Balance and hearing deficits in mice with a null mutation in the gene encoding plasma membrane Ca2+-ATPase isoform 2.

Plasma membrane Ca2+-ATPase isoform 2 (PMCA2) exhibits a highly restricted tissue distribution, suggesting that it serves more specialized physiological functions than some of the other isoforms. A unique role in hearing is indicated by the high levels of PMCA2 expression in cochlear outer hair cells and spiral ganglion cells. To analyze the physiological role of PMCA2 we used gene targeting to produce PMCA2-deficient mice. Breeding of heterozygous mice yielded live homozygous mutant offspring.
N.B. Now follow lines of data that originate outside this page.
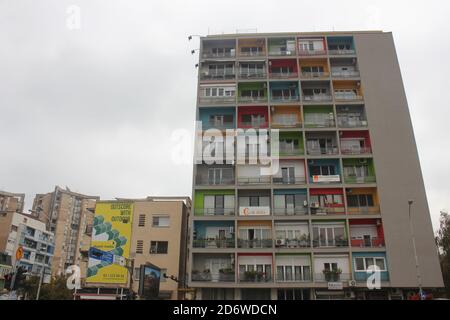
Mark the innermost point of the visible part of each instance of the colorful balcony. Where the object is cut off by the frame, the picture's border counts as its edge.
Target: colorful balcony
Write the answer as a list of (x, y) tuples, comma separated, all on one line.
[(252, 175), (219, 49), (251, 70), (217, 71), (254, 203), (290, 172), (341, 46), (321, 143), (311, 46), (329, 234), (286, 117), (362, 201), (366, 233), (292, 234), (316, 92), (215, 175), (252, 47), (314, 68), (283, 69), (289, 202), (319, 116), (281, 92), (331, 267), (255, 268), (213, 234), (217, 118), (282, 46), (324, 171), (293, 268), (253, 117), (218, 94), (254, 234), (351, 116), (252, 92), (347, 91), (327, 201), (355, 142), (209, 267), (290, 144), (359, 171), (344, 68), (363, 263), (214, 203)]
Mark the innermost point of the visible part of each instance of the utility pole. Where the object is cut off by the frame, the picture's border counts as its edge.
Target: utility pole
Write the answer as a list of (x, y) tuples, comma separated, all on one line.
[(419, 278)]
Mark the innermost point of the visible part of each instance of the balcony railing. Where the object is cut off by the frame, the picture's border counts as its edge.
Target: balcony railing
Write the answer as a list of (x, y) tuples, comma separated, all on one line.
[(217, 182), (254, 124), (327, 210), (254, 180), (293, 180), (356, 150), (296, 211), (213, 243), (217, 100), (218, 76), (314, 75), (306, 277), (333, 243), (252, 75), (256, 243), (368, 243), (326, 123), (339, 52), (321, 277), (283, 75), (347, 96), (355, 179), (207, 276), (317, 97), (292, 243), (345, 122), (252, 99), (215, 211), (284, 98), (312, 52), (364, 210), (255, 276), (345, 74), (323, 151)]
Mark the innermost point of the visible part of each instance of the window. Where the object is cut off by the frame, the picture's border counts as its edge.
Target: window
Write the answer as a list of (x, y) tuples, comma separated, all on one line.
[(160, 221), (141, 222), (360, 200), (158, 247), (363, 263), (140, 247)]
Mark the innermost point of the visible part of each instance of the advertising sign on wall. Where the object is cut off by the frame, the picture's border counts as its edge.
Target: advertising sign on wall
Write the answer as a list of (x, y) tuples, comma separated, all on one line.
[(110, 245)]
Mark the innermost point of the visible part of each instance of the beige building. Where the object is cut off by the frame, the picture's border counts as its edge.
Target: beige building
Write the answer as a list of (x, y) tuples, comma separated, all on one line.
[(69, 216)]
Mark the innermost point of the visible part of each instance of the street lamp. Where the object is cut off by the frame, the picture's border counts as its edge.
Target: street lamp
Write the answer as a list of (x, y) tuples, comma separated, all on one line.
[(419, 278)]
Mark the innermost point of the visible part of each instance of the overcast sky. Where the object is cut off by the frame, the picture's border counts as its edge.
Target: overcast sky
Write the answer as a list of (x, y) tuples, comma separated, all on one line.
[(95, 108)]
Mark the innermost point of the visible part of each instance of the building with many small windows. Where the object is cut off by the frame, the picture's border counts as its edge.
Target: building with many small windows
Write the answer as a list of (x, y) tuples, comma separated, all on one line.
[(338, 204)]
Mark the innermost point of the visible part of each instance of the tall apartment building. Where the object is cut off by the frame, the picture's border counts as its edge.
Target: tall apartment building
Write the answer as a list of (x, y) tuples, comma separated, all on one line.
[(348, 164), (69, 215), (23, 230), (11, 202)]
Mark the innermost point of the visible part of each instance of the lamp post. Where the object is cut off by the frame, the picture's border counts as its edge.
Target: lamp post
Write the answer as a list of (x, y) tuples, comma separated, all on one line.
[(419, 278)]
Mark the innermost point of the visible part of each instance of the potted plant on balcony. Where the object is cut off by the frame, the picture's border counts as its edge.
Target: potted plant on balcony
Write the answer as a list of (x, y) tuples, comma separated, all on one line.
[(332, 275), (226, 274)]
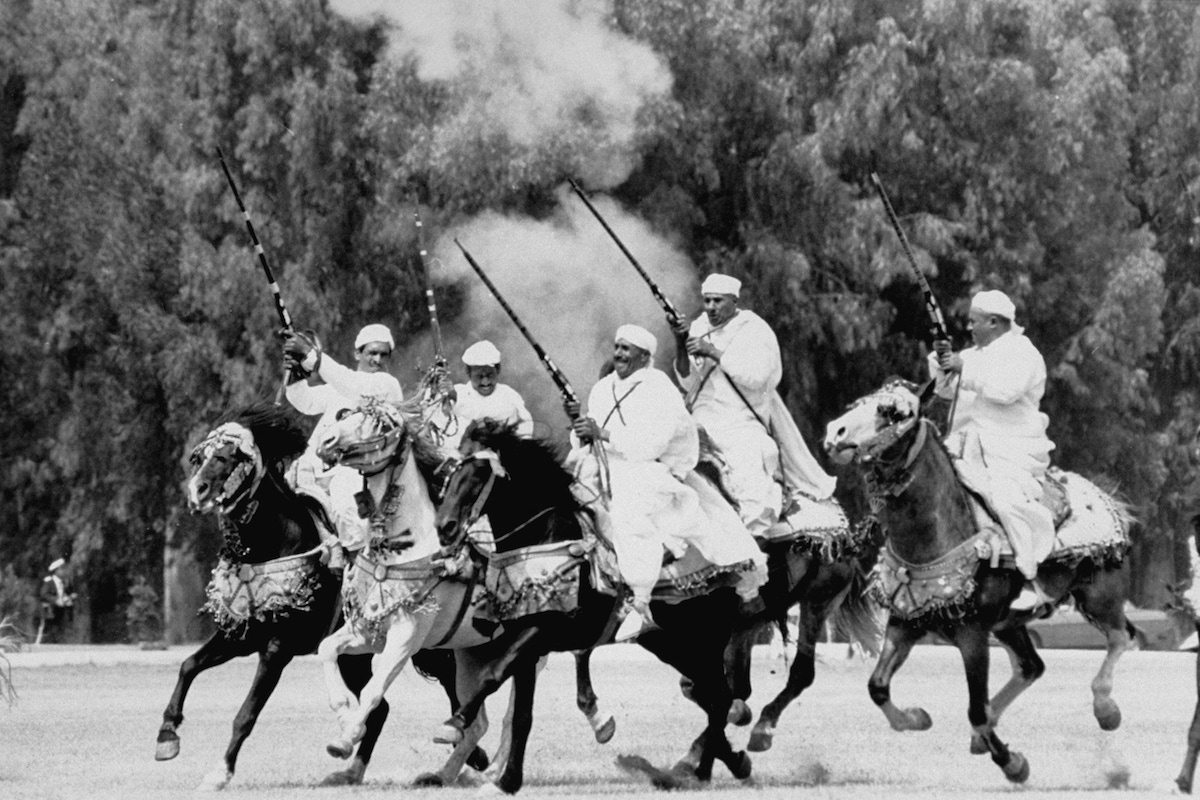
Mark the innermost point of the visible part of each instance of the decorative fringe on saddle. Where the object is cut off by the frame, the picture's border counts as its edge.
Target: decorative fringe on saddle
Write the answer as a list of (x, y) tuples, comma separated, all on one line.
[(534, 579), (940, 589), (240, 594), (373, 590)]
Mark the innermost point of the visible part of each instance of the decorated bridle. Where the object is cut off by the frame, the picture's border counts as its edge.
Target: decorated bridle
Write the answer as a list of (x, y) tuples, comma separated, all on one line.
[(249, 469), (477, 509)]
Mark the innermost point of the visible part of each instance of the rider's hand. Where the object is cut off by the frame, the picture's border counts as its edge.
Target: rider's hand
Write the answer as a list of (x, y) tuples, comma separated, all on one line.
[(586, 428)]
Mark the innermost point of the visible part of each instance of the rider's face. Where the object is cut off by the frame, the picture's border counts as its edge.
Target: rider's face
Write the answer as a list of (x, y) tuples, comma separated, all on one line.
[(373, 356)]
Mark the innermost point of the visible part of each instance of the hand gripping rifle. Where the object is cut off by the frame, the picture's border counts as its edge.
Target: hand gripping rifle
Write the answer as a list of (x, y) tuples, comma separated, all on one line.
[(673, 317), (280, 308), (936, 322), (556, 374)]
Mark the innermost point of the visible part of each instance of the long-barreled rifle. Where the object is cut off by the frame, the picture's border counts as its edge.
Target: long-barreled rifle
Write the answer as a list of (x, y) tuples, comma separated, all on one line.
[(433, 378), (936, 320), (673, 316), (556, 374), (280, 308)]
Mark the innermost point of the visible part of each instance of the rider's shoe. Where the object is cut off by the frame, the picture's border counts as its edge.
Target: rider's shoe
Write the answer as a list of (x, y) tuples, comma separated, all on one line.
[(1032, 597)]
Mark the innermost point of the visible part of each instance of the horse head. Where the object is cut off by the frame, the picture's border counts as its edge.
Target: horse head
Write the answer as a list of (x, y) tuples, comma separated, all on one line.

PMCA2-null mice grow more slowly than heterozygous and wild-type mice and exhibit an unsteady gait and difficulties in maintaining balance. Histological analysis of the cerebellum and inner ear of mutant and wild-type mice revealed that null mutants had slightly increased numbers of Purkinje neurons (in which PMCA2 is highly expressed), a decreased thickness of the molecular layer, an absence of otoconia in the vestibular system, and a range of abnormalities of the organ of Corti. Analysis of auditory evoked brainstem responses revealed that homozygous mutants were deaf and that heterozygous mice had a significant hearing loss. These data demonstrate that PMCA2 is required for both balance and hearing and suggest that it may be a major source of the calcium used in the formation and maintenance of otoconia.